LLM-based Evolution as a Universal Optimizer

February 27, 2026

Key take-aways

  • LLM-driven evolution is an efficient, general method for code and agent optimization.
  • We’ve already used code evolution in the development of Vet, our coding agent verifier, and to more than double a model’s reasoning performance in ARC-AGI tasks.
  • Today, we are open-sourcing the Darwinian Evolver tool.

Introduction

Imagine you’re building an agentic, LLM-based application. You’ve gotten your hands on a couple of data points to evaluate your system’s performance, including some for which your application doesn’t quite work yet.

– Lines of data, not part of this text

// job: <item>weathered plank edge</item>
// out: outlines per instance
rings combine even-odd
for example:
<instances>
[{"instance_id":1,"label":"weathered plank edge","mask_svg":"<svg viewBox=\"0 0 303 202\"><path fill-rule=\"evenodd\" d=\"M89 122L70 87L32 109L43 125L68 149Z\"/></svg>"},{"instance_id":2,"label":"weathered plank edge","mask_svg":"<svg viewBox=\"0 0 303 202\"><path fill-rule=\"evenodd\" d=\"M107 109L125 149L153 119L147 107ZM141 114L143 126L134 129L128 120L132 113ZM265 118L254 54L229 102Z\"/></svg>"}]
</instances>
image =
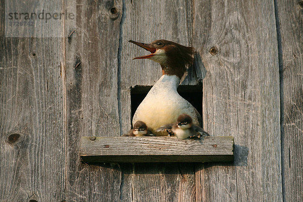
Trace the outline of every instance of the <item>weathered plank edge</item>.
<instances>
[{"instance_id":1,"label":"weathered plank edge","mask_svg":"<svg viewBox=\"0 0 303 202\"><path fill-rule=\"evenodd\" d=\"M82 160L86 163L205 163L234 161L233 136L204 137L197 140L173 138L168 137L93 137L92 138L91 137L82 137L79 154ZM103 141L104 140L106 141ZM159 140L168 140L167 145L166 145L166 141L162 141L162 144L159 145ZM199 149L197 154L196 149L194 154L190 154L190 151L184 154L184 150L183 152L180 151L180 154L176 153L175 150L170 153L170 148L171 147L172 149L174 146L172 146L172 141L170 140L177 142L179 146L184 145L184 147L188 142L193 142L194 145L205 145L207 146L207 149ZM137 146L137 145L129 144L130 141L137 141L140 145ZM217 145L216 142L220 143ZM209 146L210 144L212 144L212 146ZM159 152L155 151L155 148L152 148L151 145L158 147ZM109 149L110 147L112 149L115 148L115 150L112 150L111 152ZM110 152L105 152L108 149ZM142 152L142 149L144 152ZM150 154L146 155L149 151Z\"/></svg>"}]
</instances>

Unfortunately, you quickly find that it’s not always obvious how to improve the performance of your system. You tweak a prompt to fix one issue, just to find that your change causes a regression on the other data points. You might fiddle with the tools and chaining logic that wraps your LLM calls, just to find that your previous prompt no longer works with the new tools. In general, optimizing an LLM-based system end-to-end oftentimes turns into a highly manual and tedious process.

Wouldn’t it be nice if you could just ask a computer to optimize your software for you?

It was exactly this type of problem that we tried to solve during the development of our agent verifier Vet (Verify Everything). Vet uses LLMs and agents under the hood to verify the work of a separate coding agent and suggest further improvements. Existing prompt optimization frameworks, such as DSPy’s MIPRO, did not work for our use case. The existing techniques relied heavily on few-shot prompting, which wasn’t feasible in our case due to context length constraints. More fundamentally, the existing tools were limited to optimizing only a single prompt in isolation, without simultaneously considering the harnesses and decision logic surrounding it.

To solve this challenge, we turned to open-ended, evolution-based methods. Inspired by recent success from Sakana.ai with their Darwin Gödel Machines, we developed an in-house code evolution tool that could optimize Vet end-to-end.

To our surprise, we found that the exact same approach also yielded state-of-the-art results across a wide range of different optimization tasks. When we used our evolver to solve ARC-AGI tasks, we found that it was also very effective at reasoning, far exceeding the capabilities of the underlying base model. You can read about how we applied evolution to achieve SotA results in ARC-AGI-2 in our separate post.

LLM-based evolution is a near-universal optimizer

Our Darwinian Evolver provides an highly universal type of optimizer: An optimizer that can operate on near arbitrary code and text problems, and which does not require the solution space nor the scoring function to be differentiable.

Any problem for which potential solutions can a) be understood and modified by an LLM, and b) for which the quality of such a solution can be scored at least approximately, is in principle suitable for being optimized by our evolver.

This flexibility makes the evolutionary framework especially suitable for code and prompt optimization - both domains that behave highly non-linearly and are not inherently differentiable. Furthermore, the evolution-based approach is robust against the non-determinism involved in evaluating LLM-based systems, and is able to escape local optimization maxima thanks to its stochastic properties.

Notably, the evolution process is, in principle, open ended. There is no inherent limit to how much it can improve a given starting solution, as long as it is given sufficient time to do so.

In practice, the scoring data set and scoring methodology can impose a performance ceiling if they are too easily saturated. The strength of the mutator LLM (more about that later) can also impose a ceiling, though we’ve found empirically that our implementation is able to exceed the base model’s one-shot strength by a wide margin.

How to evolve code

Our high-level approach is as follows: We maintain a population of “organisms”, typically a piece of code. Starting with an initial organism, we repeatedly sample a parent organism and apply one or more mutators to generate children. These children get scored and then are added back to the population to be sampled in future iterations.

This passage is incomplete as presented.